Torres, der sich seit den Unruhen in den USA aufhält, sagte, das Memo sei einer von vielen dem Ministerium zugestellten Vorschlägen und befinde sich in einem Stapel von Dokumenten, die "zu gegebener Zeit geschreddert" werden sollten. "Ich respektiere die brasilianische Demokratie", sagte Torres. "Ich habe ein reines Gewissen, was mein Handeln als Minister angeht." Er wird am Freitag aus den USA zurückerwartet, um sich den Konspirationsvorwürfen zu stellen.

Auch der Chef der Militärpolizei von Brasília und der Gouverneur der Region verloren bereits ihre Posten.

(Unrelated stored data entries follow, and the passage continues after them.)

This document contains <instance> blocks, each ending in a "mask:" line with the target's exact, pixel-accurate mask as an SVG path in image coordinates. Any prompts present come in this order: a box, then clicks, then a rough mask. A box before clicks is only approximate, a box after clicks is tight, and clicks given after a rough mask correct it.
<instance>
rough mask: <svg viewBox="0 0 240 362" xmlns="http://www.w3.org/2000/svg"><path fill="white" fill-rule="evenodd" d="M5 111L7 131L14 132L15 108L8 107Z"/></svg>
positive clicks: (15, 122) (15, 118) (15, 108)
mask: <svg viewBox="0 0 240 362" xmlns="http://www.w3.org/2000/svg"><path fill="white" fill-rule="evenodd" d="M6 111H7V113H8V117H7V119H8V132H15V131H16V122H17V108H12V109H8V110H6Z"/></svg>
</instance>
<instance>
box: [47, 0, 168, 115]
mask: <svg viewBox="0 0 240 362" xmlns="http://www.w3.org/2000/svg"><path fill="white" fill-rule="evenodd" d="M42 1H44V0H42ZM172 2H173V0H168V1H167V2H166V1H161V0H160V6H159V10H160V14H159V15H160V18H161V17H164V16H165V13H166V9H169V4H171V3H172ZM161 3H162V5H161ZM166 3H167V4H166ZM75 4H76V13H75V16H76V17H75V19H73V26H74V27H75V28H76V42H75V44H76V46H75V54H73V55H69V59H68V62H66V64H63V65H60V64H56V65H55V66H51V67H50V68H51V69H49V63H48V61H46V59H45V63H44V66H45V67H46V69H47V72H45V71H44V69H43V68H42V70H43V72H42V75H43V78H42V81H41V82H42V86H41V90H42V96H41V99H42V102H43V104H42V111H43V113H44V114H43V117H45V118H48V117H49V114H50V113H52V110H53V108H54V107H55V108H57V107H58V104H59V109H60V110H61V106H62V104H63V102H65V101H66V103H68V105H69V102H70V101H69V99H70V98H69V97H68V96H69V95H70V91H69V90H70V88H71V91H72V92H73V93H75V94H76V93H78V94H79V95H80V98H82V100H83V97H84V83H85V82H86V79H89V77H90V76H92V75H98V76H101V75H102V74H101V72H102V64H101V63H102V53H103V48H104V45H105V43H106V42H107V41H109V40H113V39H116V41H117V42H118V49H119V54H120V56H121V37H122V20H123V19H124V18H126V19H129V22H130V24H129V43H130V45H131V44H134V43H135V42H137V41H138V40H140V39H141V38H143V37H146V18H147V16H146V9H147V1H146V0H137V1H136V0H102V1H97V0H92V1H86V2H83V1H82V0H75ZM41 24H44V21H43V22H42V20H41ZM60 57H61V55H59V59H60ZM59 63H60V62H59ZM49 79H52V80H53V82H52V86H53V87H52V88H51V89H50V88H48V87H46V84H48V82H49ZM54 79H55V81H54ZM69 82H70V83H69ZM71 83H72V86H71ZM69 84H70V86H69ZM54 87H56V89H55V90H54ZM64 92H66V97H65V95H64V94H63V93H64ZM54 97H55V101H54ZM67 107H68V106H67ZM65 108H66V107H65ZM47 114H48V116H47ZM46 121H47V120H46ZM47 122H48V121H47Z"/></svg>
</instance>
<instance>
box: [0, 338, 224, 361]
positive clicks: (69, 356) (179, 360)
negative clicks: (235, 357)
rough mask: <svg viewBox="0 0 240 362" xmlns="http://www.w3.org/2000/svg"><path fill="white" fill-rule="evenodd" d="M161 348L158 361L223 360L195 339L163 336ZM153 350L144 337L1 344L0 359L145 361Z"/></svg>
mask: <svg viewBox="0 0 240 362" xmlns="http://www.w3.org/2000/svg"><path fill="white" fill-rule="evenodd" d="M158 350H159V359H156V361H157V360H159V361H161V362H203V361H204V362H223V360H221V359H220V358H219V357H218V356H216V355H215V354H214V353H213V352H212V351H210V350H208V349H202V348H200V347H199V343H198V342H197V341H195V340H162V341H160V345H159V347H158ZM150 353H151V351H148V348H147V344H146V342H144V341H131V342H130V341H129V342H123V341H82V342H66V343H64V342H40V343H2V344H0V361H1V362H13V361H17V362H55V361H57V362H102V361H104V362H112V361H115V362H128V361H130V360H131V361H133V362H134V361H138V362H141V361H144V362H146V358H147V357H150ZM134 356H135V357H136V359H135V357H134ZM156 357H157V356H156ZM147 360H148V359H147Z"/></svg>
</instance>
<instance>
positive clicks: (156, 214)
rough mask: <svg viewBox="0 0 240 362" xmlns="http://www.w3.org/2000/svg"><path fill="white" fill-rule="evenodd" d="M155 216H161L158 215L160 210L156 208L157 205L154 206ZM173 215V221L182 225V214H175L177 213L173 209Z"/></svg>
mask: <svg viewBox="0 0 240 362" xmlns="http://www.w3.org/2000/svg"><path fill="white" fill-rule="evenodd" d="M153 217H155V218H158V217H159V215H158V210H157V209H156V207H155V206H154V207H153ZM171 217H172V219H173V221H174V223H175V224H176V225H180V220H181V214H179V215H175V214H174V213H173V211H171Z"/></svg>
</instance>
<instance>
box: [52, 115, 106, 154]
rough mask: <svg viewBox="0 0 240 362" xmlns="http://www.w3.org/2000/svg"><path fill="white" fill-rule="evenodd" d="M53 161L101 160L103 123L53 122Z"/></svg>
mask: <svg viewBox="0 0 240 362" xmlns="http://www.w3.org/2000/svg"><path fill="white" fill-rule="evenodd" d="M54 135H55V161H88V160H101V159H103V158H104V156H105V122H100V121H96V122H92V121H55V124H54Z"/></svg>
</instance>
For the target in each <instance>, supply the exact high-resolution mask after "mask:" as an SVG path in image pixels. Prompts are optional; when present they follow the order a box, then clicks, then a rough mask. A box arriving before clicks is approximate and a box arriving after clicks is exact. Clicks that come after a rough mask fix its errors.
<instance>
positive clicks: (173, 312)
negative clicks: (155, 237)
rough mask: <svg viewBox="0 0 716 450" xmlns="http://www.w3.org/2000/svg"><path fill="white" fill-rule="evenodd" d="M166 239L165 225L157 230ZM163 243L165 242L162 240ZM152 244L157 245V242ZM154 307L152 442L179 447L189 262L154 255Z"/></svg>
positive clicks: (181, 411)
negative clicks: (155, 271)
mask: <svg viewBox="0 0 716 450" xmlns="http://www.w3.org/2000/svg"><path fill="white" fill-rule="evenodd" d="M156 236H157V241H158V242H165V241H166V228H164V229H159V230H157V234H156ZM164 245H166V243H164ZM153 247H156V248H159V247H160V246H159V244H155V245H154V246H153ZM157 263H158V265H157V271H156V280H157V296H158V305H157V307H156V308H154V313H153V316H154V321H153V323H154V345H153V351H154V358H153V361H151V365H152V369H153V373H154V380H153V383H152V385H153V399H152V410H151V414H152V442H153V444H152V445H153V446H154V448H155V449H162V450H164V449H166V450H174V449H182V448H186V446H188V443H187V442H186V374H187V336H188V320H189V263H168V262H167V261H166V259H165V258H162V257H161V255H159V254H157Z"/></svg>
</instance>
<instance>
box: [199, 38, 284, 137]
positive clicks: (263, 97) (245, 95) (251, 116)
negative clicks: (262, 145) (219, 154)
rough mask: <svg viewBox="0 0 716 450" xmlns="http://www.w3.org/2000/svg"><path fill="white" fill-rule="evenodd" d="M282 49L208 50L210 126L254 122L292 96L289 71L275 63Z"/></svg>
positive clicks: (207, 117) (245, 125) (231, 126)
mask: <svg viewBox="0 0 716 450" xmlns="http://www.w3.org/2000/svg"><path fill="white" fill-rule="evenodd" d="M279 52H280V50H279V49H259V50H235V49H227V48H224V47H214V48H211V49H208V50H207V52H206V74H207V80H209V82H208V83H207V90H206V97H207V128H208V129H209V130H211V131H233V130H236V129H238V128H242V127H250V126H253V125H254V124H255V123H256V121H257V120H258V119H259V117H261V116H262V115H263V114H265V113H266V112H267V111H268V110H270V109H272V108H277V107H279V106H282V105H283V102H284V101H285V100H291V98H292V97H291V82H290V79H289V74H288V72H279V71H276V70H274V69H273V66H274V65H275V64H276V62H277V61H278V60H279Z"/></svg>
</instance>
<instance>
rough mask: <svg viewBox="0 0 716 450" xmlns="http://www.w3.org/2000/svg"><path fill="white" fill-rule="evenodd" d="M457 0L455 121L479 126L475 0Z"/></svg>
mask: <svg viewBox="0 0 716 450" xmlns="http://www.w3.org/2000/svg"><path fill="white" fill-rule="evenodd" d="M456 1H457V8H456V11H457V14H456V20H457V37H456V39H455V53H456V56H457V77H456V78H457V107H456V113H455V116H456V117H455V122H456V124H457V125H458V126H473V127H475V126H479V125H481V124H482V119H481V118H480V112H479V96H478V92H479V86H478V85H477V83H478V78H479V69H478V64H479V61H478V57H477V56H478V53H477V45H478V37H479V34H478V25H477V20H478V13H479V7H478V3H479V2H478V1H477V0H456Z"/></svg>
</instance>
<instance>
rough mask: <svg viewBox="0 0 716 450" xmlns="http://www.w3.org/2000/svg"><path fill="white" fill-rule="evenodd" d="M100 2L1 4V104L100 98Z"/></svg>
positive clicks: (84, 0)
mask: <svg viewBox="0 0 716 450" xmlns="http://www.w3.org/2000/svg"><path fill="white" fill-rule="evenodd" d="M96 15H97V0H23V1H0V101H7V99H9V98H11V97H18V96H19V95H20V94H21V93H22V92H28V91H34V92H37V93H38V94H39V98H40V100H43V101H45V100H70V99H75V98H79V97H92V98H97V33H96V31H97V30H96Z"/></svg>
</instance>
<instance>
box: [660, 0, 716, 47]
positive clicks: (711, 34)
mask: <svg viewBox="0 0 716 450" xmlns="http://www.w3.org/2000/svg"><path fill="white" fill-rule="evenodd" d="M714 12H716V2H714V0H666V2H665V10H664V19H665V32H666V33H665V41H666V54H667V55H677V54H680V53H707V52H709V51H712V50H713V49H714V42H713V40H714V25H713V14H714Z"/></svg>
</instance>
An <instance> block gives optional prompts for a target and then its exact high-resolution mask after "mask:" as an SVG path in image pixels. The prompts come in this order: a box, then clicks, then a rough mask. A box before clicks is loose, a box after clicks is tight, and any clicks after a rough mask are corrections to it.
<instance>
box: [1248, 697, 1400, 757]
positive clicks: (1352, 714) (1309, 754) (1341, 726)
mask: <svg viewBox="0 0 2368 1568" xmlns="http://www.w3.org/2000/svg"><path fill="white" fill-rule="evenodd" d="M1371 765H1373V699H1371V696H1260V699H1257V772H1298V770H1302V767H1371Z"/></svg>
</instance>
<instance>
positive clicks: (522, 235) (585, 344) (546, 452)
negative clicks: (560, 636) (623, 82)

Zudem gab die Generalstaatsanwaltschaft am Donnerstag bekannt, 52 Verdächtige und sieben Unternehmen identifiziert zu haben, die die Unruhen mitfinanziert haben sollen.

Nach Angaben brasilianischer Medien handelt es sich dabei auch um führende Kräfte aus dem mächtigen Agrarsektor. Sie sollen für die Verpflegung und den Transport der Randalierer aufgekommen sein, die vor der Erstürmung von Kongress, Präsidentenpalast und Oberstem Gericht in rund hundert Bussen aus verschiedenen Regionen des Landes nach Brasília gekommen waren.

Derweil riefen demokratische US-Parlamentarier Präsident Joe Biden auf, Bolsonaro sein US-Visum zu entziehen. "Wir dürfen es Herrn Bolsonaro und anderen früheren brasilianischen Regierungsvertretern nicht erlauben, Zuflucht in den USA zu suchen, um der Justiz wegen Vergehen, die sie begangen haben könnten, zu entgehen", hieß es am Donnerstag in einem Brief von 41 Mitgliedern des US-Repräsentantenhauses an Biden.

Hunderte Bolsonaro-Anhänger waren am Sonntag in Brasília in das Kongressgebäude, den Präsidentenpalast und den Sitz des Obersten Gerichts eingedrungen und hatten dort stundenlang schwere Verwüstungen angerichtet. Dabei forderten sie das Militär auf, den neuen Präsidenten Lula abzusetzen, der sich in einer Stichwahl knapp gegen den rechtsradikalen Bolsonaro durchgesetzt hatte und seit Jahresbeginn im Amt ist. Bolsonaro hat seine Niederlage nie offiziell anerkannt.